The Deepest Dive
In 1960, Jacques Piccard and Don Walsh climbed into the Trieste bathyscaphe and descended nearly seven miles into the Mariana Trench — the deepest known point on Earth. No human had ever gone that far down. The pressure at that depth is over 16,000 pounds per square inch, enough to crush a submarine like a soda can. Their viewport cracked during the descent. They heard it. They felt the vessel shudder. And they kept going.
When they finally reached the bottom of the Challenger Deep, they saw something no one expected. There, in absolute darkness, under pressure that should have made life impossible, a small flatfish drifted across the ocean floor. Life had already arrived in the place everyone assumed was uninhabitable.

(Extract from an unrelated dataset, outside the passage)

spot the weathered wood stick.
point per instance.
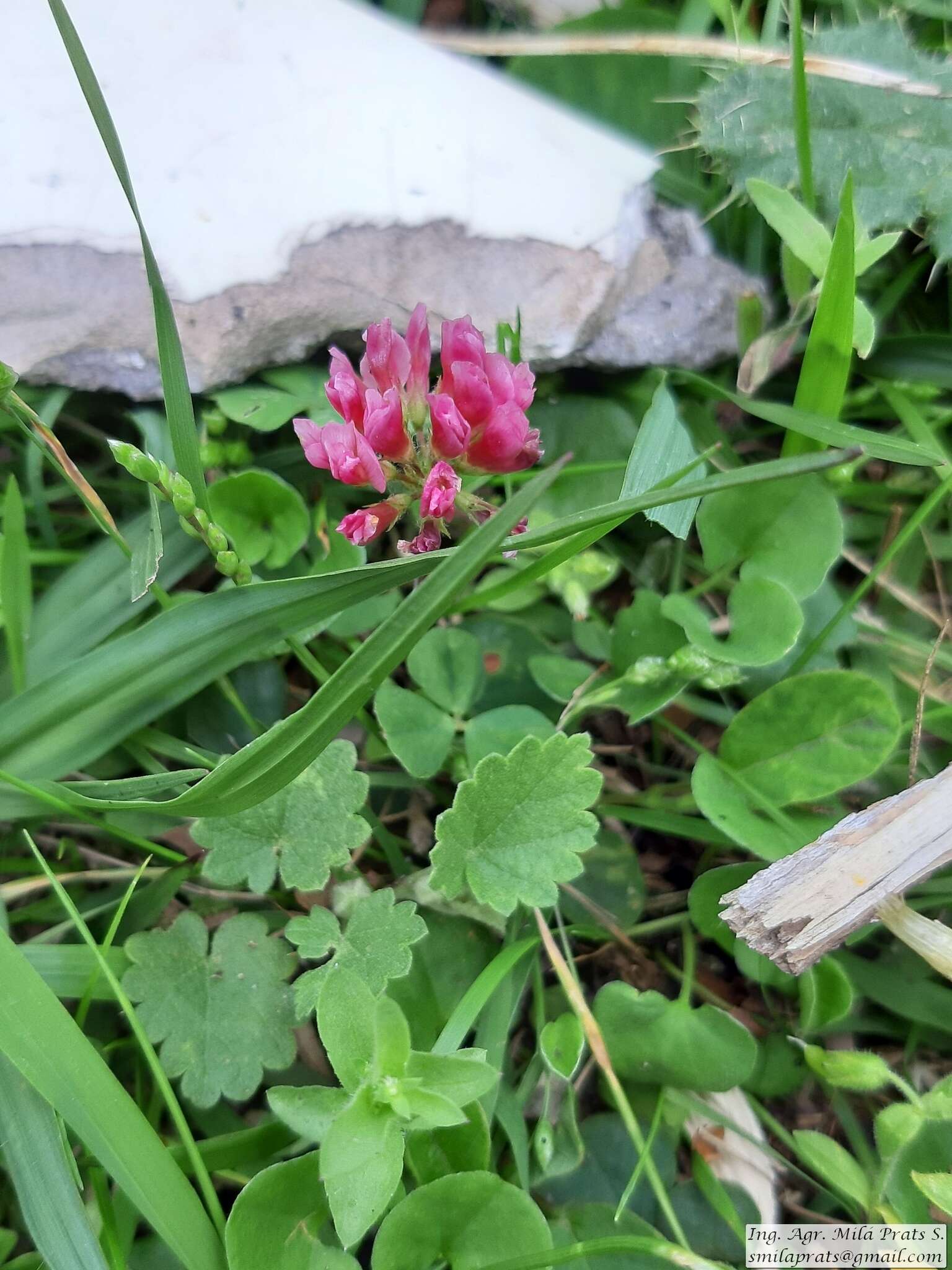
(809, 902)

Sometimes God asks us to descend into places that feel crushing — seasons of grief, conversations we have been avoiding, ministries that take us into the deepest human suffering. The pressure builds. Something in us cracks. Every instinct says turn back.
But the God who spoke light into existence is already present in the deepest dark. El Shaddai, the Almighty, does not wait for us to bring Him into difficult places. He is already there, sustaining life where no one thought life could survive.
Courage is not the absence of pressure. It is the willingness to keep descending, trusting that the One who holds the depths is holding you.